In the last couple of years, tremendous progress has been made in the field of voice and speaker recognition and corresponding technologies have since made their way into our everyday life, e.g. when we control smartphones using our voice or talk to robots on the phone guiding us through service hotlines. In the coming years and decades, speech processing technologies are expected to reach the next stage: they will gain social skills in order to make dialogs more intuitive and searches more efficient, as well as making speech analysis systems in the commercial, healthcare and security sectors more robust and universal. One essential requirement is that speech analysis systems not only recognize the textual content of verbal expressions ("what is said") but also understand any paralinguistic content ("who says it, how, where, and in what context"). In order to reach this goal, it is necessary to reliably detect speaker attributes and states such as age, gender, height, accent/dialect, personality, state of health, tiredness, soberness and affective state.
The research project iHEARu, short for "Intelligent systems' Holistic Evolving Analysis of Real-life Universal speaker characteristics", tries to push new limits in intelligent speaker analysis and aims at developing brand-new speech analysis methods. This includes machine learning techniques that recognize multiple attributes at the same time and leverage any correlations between them (e.g. BLSTM-RNN or multi-task linear regression), as well as semi-supervised learning methods that allow the use of large training datasets without the need of spending much effort on their annotation.
New realistic speech data is collected from public sources such as video streaming sites and media reports and partially annotated through crowdsourcing. Besides, existing datasets that are already available for research purposes are used and new speech data is recorded from voluntary subjects at the TUM or gathered via online platforms provided by the institute. Furthermore, perception studies are planned where participants are asked to classify samples of real or synthetic speech in regard to certain attributes and speaker states. The performance of automatic systems will then be compared to the recognition accuracy of human subjects.

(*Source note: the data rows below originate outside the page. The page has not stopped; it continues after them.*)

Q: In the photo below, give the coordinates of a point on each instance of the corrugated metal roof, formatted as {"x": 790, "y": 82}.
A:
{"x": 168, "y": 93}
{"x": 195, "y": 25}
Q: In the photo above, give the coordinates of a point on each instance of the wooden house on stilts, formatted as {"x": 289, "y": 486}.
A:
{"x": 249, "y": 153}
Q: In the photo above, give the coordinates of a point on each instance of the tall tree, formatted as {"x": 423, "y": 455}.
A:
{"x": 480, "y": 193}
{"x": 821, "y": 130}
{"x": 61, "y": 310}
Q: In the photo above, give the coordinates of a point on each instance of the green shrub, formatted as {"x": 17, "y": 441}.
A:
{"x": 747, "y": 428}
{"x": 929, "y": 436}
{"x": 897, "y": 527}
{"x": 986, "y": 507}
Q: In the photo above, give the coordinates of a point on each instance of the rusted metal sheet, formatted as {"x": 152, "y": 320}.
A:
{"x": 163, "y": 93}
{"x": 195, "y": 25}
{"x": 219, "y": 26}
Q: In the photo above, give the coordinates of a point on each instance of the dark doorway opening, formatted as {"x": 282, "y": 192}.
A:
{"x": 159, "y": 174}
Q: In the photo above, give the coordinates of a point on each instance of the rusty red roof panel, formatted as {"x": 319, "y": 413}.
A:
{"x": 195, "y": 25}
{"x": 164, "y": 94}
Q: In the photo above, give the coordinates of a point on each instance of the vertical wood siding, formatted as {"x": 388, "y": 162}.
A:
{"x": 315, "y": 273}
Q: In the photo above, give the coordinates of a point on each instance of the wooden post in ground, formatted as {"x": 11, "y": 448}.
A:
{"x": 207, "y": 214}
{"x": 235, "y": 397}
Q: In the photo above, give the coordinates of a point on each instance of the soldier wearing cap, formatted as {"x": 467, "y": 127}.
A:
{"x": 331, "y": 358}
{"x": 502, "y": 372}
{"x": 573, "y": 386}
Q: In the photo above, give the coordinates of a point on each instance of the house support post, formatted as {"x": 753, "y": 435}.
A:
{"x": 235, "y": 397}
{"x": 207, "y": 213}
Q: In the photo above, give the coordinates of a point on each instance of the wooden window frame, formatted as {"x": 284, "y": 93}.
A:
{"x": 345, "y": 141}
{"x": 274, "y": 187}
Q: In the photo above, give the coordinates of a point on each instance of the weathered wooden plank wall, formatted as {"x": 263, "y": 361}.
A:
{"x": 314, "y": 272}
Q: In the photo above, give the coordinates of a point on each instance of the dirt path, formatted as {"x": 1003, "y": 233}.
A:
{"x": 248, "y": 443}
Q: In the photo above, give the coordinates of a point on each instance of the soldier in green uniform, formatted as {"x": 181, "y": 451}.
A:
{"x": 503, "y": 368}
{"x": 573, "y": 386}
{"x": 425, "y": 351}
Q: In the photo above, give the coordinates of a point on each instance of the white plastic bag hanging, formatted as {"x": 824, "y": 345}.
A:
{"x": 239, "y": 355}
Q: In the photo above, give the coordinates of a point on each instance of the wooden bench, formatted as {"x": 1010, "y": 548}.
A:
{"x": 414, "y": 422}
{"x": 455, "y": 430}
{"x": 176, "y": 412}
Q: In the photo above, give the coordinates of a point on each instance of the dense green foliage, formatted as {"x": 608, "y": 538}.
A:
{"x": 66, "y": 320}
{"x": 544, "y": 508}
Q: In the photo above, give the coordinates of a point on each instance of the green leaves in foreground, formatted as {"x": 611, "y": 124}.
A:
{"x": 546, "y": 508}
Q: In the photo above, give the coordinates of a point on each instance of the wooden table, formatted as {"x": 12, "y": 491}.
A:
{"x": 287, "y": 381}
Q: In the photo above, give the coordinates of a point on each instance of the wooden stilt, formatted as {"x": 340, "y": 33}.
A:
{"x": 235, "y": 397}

Any project results will be made available to the research community in the form of publications and open-source software toolkits in order to foster collaboration between teams.
S. Hantke, Z. Zhang, and B. Schuller, “Towards Intelligent Crowdsourcing for Audio Data Annotation: Integrating Active Learning in the Real World,” in Proceedings INTERSPEECH 2017, 18th Annual Conference of the International Speech Communication Association, ISCA, Stockholm, Sweden, August 2017, pp.3951– 3955. [pdf] [bib]
S. Amiriparian, S. Pugachevskiy, N. Cummins, S. Hantke, J. Pohjalainen, G. Keren, and B. Schuller, “CAST a database: Rapid targeted large-scale big data acquisition via small-world modelling of social media platforms,” in Proceedings 7th biannual Conference on Affective Computing and Intelligent Interaction (ACII 2017), IEEE, San Antionio, TX, October 2017, pp. 340–345. [pdf] [bib]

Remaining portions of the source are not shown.